A 26-year-old draftsman consulted a psychiatrist for help with anxiety. He had begun a job 3 months earlier and had just been placed on probation for slowness and inattention to detail. This was his third job in three years since completing vocational education.

This patient acknowledged falling behind at work, but could not offer an explanation for this behavior. Although he had experienced an initial enthusiasm for his work, that feeling quickly faded. Subsequently, he found he was having substantial difficulty maintaining focus when he found his work to be “boring.” He agreed that he had a tendency to procrastinate, noting that despite having adequate funds he was behind on his taxes and mortgage. His wife reported that he sporadically abused alcohol and cocaine.
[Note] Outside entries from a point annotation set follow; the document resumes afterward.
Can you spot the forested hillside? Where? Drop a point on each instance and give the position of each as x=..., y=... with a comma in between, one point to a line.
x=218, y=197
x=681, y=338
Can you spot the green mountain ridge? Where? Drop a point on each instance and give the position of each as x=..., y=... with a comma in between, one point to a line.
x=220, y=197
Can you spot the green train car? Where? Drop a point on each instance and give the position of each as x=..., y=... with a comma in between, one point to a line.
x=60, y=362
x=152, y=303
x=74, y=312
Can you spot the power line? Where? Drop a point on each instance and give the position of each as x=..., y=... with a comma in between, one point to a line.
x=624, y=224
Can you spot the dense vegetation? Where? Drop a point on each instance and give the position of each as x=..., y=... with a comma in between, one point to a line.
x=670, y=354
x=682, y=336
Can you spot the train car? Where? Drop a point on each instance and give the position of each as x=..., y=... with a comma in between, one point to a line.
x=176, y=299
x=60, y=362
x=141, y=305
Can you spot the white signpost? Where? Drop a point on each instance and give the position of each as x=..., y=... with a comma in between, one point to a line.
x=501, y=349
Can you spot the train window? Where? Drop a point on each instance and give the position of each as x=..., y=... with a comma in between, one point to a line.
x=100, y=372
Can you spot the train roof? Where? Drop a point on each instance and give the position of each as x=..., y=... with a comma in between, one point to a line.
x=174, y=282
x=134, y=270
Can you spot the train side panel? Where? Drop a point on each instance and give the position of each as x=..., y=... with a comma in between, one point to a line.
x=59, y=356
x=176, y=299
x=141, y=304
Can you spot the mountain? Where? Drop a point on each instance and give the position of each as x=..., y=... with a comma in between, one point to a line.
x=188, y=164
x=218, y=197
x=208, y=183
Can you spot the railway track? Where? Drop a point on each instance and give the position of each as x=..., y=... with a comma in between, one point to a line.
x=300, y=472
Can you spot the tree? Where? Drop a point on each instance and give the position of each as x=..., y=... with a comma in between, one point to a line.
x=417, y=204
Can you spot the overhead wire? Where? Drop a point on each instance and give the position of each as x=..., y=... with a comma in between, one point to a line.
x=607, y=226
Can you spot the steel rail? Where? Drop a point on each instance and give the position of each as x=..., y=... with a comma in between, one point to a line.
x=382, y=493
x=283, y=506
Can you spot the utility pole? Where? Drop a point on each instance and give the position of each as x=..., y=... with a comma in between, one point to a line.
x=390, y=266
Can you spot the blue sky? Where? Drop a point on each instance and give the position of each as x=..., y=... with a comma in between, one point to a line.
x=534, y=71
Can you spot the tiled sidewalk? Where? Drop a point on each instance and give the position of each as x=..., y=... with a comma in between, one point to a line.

At age 8, he was diagnosed with hyperactive-type attention deficit disorder. Treatment with methylphenidate was successful. Subsequently he maintained adequate academic progress. The methylphenidate prescription was discontinued at age 18 after his high school graduation; his hyperactivity had not reappeared.

This vignette exemplifies an individual whose hyperactivity was successfully treated during childhood and later tolerated discontinuation of stimulant treatment without the recurrence of hyperactivity, but whose other associated cognitive impairments persisted. In adults, attentional disorders can present as apparent laziness, lack of focus, and procrastination. This patient needs a retrial of his ADHD medication.

Prognosis

ADHD is diagnosable by age 8 and never starts in adulthood. When ADHD was initially defined, it was thought to resolve spontaneously during adulthood. Although hyperactivity per se does improve, 50% of ADHD patients maintain their cognitive disabilities and require ongoing treatment. These individuals need to be distinguished from adults with new complaints of restlessness, boredom, or impaired attention and no past history of childhood ADHD.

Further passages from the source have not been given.